97年の『鬼畜大宴会』で衝撃的なデビューを飾った熊切和嘉監督の新作、『空の穴』が9月29日に初日を迎えた。北海道の大地を舞台に、前作とはうってかわって、男女の恋愛をリリカル描いた本作は、第30回ロッテルダム国際映画祭で国際批評家連盟賞スペシャルメンションを受賞するなど、内外の映画祭でも注目を集めている。
初日の初回及び第2回上映前に、渋谷・ユーロスペースでは熊切監督をはじめ寺島進さん、菊地百合子さんら出演者の方々、音楽を担当した松本章さんら総勢7名のゲストが来場し舞台挨拶が行われ、また二度目の舞台挨拶終了後にはサイン回も開催され、ゲストと映画ファンとの交流が行われた。ゲストの方々は全員、映画の絵柄のTシャツを着用(劇場で一般にも発売されている)で登場し、チーム・ワークのよさが伺われる。ここでは、朝早くからの上映であったにも関わらず、定員の150%増しの観客が入場し、劇場通路も立ち見の観客で埋め尽くされ、若い映画ファンの熱気溢れる中で開催された舞台挨拶でのコメントを紹介しよう。
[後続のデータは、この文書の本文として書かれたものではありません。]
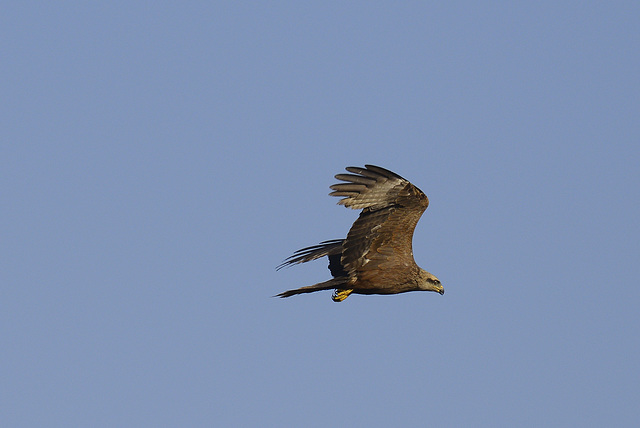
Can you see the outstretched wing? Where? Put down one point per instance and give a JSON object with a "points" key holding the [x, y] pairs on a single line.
{"points": [[380, 239]]}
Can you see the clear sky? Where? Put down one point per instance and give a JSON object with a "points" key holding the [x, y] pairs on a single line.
{"points": [[159, 159]]}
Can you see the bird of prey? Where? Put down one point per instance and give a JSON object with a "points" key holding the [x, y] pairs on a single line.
{"points": [[377, 255]]}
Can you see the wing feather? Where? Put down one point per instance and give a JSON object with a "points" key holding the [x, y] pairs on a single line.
{"points": [[380, 240]]}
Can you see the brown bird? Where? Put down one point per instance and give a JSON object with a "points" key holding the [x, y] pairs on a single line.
{"points": [[377, 256]]}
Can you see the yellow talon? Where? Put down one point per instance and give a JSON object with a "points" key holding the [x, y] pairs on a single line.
{"points": [[340, 295]]}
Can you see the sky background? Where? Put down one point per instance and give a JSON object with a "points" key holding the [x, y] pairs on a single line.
{"points": [[159, 159]]}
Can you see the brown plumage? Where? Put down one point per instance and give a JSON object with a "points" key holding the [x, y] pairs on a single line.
{"points": [[377, 255]]}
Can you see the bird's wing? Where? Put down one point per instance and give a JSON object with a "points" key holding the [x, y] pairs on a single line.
{"points": [[380, 239]]}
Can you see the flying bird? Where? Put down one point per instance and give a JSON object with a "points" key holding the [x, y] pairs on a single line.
{"points": [[377, 255]]}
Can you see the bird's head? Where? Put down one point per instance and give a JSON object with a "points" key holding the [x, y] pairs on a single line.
{"points": [[429, 282]]}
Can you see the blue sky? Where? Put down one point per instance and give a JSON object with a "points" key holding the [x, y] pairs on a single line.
{"points": [[158, 160]]}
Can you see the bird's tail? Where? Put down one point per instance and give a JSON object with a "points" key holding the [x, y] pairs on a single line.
{"points": [[339, 282]]}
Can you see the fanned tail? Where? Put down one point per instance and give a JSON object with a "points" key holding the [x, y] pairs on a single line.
{"points": [[326, 248], [327, 285]]}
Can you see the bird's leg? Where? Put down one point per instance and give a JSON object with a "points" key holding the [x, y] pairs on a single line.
{"points": [[340, 295]]}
熊切和嘉監督——皆さん、今日は本当にどうもありがとうございます。僕は高校の時から自主製作で映画を撮っていまして、今回初めてプロの役者さん、プロのスタッフと前作『鬼畜大宴会』のスタッフとの混成チームで映画を撮ったのですが、とても楽しく映画を撮ることができました。緊張してます(笑)。楽しんで観てください。宜しくお願いします。

寺島進さん(市夫役)——この名作に関わって、自分は二つ癖が出来ました。朝天気予報を見る癖と、同じく朝星座占いを見る癖で、今朝星座占いを見た時に最悪の12位が映画の中の僕が演じる市夫君の乙女座で11位が自分自身の蠍座と、ワースト1・2になってしまい参ったな…と思ったんですが、天気予報で今日は秋晴れのいい日だということで、そんな中初日を迎えて嬉しいです。こんなに、多くの方々に来ていただけてワーストも吹っ飛びました。恋愛をモチーフにした映画ですが、見終わってから青空のようにオープンに恋愛事でも何でもディスカッションして、いい酒でも呑んでくれたら嬉しいです。
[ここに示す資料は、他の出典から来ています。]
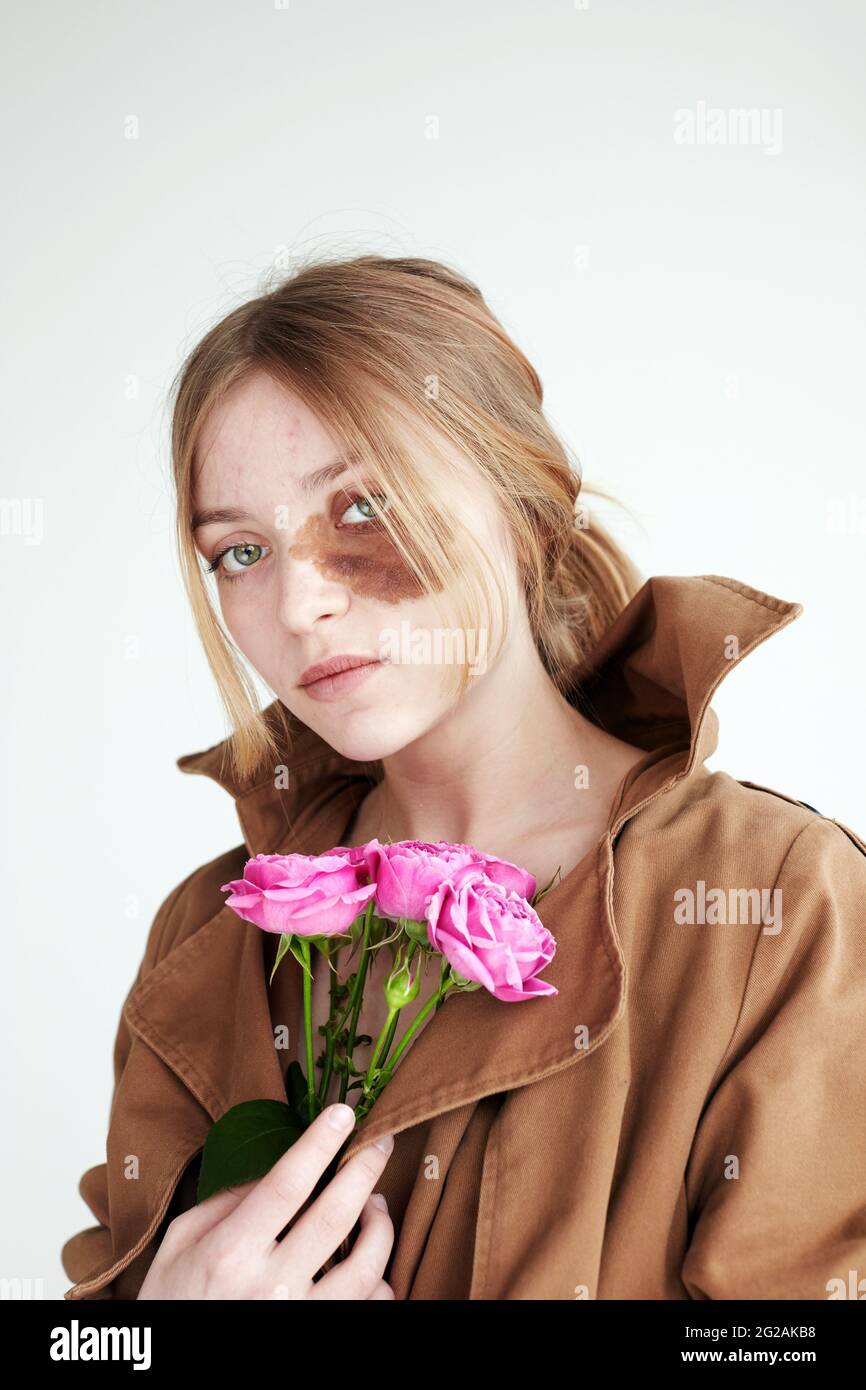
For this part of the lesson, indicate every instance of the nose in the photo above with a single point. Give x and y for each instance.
(305, 595)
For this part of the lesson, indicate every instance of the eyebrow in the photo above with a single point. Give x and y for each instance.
(307, 484)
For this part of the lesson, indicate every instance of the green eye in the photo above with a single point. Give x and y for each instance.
(369, 512)
(245, 555)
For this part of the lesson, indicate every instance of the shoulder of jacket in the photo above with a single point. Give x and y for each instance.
(758, 815)
(191, 904)
(813, 815)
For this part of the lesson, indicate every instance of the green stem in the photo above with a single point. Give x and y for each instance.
(331, 1030)
(381, 1082)
(388, 1027)
(307, 1026)
(357, 994)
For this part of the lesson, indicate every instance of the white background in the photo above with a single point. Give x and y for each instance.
(695, 313)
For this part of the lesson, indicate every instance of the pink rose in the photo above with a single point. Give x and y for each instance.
(306, 895)
(491, 936)
(409, 872)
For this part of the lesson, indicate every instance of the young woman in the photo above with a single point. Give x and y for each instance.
(459, 652)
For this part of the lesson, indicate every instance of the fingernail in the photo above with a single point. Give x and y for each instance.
(341, 1116)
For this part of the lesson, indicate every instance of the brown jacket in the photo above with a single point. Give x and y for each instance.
(684, 1119)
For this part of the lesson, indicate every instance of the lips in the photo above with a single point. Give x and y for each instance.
(334, 666)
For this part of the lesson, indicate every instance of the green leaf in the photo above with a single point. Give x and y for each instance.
(296, 1091)
(245, 1144)
(285, 944)
(546, 888)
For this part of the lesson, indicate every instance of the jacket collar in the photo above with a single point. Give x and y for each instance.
(205, 1008)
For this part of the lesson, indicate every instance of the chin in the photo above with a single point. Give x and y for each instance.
(367, 736)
菊地百合子さん(妙子役)——去年撮った作品で、私には生涯忘れられない作品になりました。監督によって、すごくいい人、スタッフと出会い色々と勉強になりました。とてもいい映画で、二度三度来ていただける映画だと思っています。

外波山文明さん(旭役)——普段は舞台の方が中心で、映画はたまに変な役で出たりしてますが、今回はいい映画です。市夫の親父をやってまして、女房に逃げられ競馬に現を抜かし朝から酒を飲んでいるどうしようもない親父なんですが、空に憧れちょっとロマンチックなところがあるという男で、そんな男二人暮しのところに(妙子)が飛びこんでくる話しですが、そんな男同士の空気感が出せればと思って演じました。特別大きなドラマが起きる映画じゃありませんが、爽やかな感じが残ればいいと思ってます。

権藤俊輔さん(山崎役)——本当にいい映画に出演させていただきまして、撮影は本当に楽しくて話せばいろいろ尽きないんですけど、兎に角この映画の世界にドップリつかって、何度も足を運んでください。

澤田俊輔さん(登役)——スタッフの方々の後押しで、素晴らしい役者の方々とこの壇上に上がれることをすごく嬉しく思っています。今日はありがとうございました。

松本章さん(音楽担当・赤犬のリーダー)——前作とは違いとても繊細な…あまり僕は日常では繊細じゃないんですけど、僕も市夫と同じ乙女座でロマンチックなので、一夏の思い出とか色々思い出してください。とてもいい恋愛映画です。

なお、『空の穴』は渋谷・ユーロスペースにて絶賛ロードショー公開中。また、10月28日の大分、11月10日の名古屋、12月7日の関西、12月23日の仙台の各“ぴあフィルムフェスティバル”にて、熊切監督がゲスト参加しての上映が予定されているのをはじめ、各地のイベント・映画祭で上映予定。また、東京以外の地域の一般劇場でも、大阪、名古屋、札幌ほか全国各地にて、順次公開予定だ。